Die Erzählungen der einzelnen Module gehen von einzelnen Leitobjekten bzw. wichtigen Installationen aus. Diese Leitobjekte bzw. -installationen stellen permanente, stabile Elemente dar. Die mit ihnen verknüpften Inhalte und Objekte hingegen sollen Raum für Änderung in einem Rhythmus von ein, drei oder sieben Jahren zulassen. Dauerhaft angelegt ist auch das Band der Schiffsmodelle, das die gesamte Halle durchzieht. Da seine Form gleichbleibt und somit einen Wiedererkennungseffekt bietet, stellt das Band einen schiffstypologischen und chronologischen Kommentar, der die einzelnen Themenbereiche visuell und inhaltlich zusammenbindet. Das Band der Schiffsmodelle findet seinen Endpunkt im hinteren Bereich der Wandseite. Der Abschluss thematisiert die Art und Weise, wie Schiffsmodelle gebaut werden (Materialien, Bauweisen) und fügt sich somit als Endpunkt in das Modul E.

Die gesamte Ausstellung folgt einer größtmöglichen Beachtung von Prinzipien der Barrierefreiheit und Inklusion. Hierfür müssen neben Bodenleitlinien und unterschiedlichen Blindenschriften insbesondere die Leitobjekte zusätzlich durch Tastmodelle vermittelt bzw. die Leitinstallationen auch so barrierefrei wie möglich gestaltet werden.

Der Einsatz von Hands-on-Modellen und Medienstationen leitet sich inhaltlich aus der Ausstellungserzählung ab. Sie kontextualisieren Ausstellungsinhalte, liefern vertiefte Informationen und eröffnen eine sensorische und praxeologische Erfahrungsebene.

Die Ausstellung im Bangert-Bau stellt Schiffe und maritime Technologien als Objekte in den Mittelpunkt.
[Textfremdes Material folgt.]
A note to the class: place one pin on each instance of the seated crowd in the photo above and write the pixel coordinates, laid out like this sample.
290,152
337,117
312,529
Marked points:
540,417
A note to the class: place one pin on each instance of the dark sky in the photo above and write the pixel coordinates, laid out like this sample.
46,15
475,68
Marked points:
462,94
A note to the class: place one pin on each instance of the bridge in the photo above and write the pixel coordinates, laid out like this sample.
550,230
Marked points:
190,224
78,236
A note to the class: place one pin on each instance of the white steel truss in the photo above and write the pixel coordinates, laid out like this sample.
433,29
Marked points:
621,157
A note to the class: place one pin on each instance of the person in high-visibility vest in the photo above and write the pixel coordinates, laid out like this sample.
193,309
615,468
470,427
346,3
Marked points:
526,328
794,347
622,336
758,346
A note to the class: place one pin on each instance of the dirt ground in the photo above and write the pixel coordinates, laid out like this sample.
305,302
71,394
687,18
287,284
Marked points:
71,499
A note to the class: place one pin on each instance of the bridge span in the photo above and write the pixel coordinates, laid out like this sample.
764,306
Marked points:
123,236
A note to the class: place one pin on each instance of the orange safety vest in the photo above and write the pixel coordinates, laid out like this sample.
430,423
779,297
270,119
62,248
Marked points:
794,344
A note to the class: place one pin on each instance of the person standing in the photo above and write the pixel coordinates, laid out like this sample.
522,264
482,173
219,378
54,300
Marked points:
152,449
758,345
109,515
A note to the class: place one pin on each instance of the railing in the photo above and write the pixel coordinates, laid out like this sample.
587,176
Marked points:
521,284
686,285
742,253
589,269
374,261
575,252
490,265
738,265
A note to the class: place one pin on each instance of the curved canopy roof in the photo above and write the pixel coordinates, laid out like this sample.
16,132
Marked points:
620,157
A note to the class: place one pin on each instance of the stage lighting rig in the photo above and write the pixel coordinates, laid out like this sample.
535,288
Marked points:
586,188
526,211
Dies führt zu bestimmten Vermittlungsprinzipien, die gleichsam als ‚Objektgrammatik’ verstanden werden können:

  • Maritime Technologien und Schiffe sind sowohl im Entstehen als auch in ihrer Nutzung häufig besonders großformatig; gestalterisch sind daher durch Vergleiche o.ä. Größenverhältnisse hervorzuheben.
  • Maritime Technologien und Schiffe sind in Bau und Nutzung keine besonders ‚sauberen’ Technologien, sie machen Lärm, verursachen Schmutz, waren und sind häufig gesundheitsgefährdend. All dies wird inhaltlich in den unterschiedlichen Modulen aufgegriffen (besonders D, E, aber auch B und F). Hiermit ist auch gestalterisch umzugehen.
  • Einzelne Objekte werden möglichst umfassend vermittelt. Dies bedeutet, dass
  1. die Position und Funktion des Objekts erläutert werden müssen, zum Beispiel graphisch, aber eventuell auch durch eine Nutzung des direkten Blicks auf das Objekt (Lupenfunktionen);
  2. falls notwendig und vorhanden, das Verständnis für die Funktionen der Objekte, aber auch ihre kulturellen Konnotationen durch weitere kontextualisierende Quellen erzielt werden kann (Archivalien, Gemälde, Fotos…);
  3. das ‚handling’ der Objekte durch mediale Vermittlung (Filmische Sequenzen der Nutzung) und/oder durch Nachvollziehen (hands-on-Modelle) nahegebracht werden sollte;
  4. es eine sensorische Ebene der Objekte gibt (Geruch, Geräusch, Farbigkeit, Größe), die mit ihrer Nutzungs- und Deutungsgeschichte in Zusammenhang gebracht werden soll.
  • In jedem Modul werden Beziehungen zwischen Innen- und Außenbereich hergestellt. Besonders offensichtlich ist dies im Teilmodul ‚Wal‘ des Themenbereichs Schiff und Umwelt, da Fotografien und Objekte gezeigt werden, die mit der im Museumshafen befindlichen RAU IX in Beziehung gesetzt werden. Es trifft aber auch auf die im Kiesbett geplante Forschungsschiffsinstallation zu (AWI in Blickweite) oder auf Hinweise auf Materialien des Schiffbaus, der Diva und dem Betonschiff Paul Kossel in den Modulen C und E. Es ist gestalterisch zu überlegen, wie diese Beziehung zwischen außen und innen genutzt werden kann.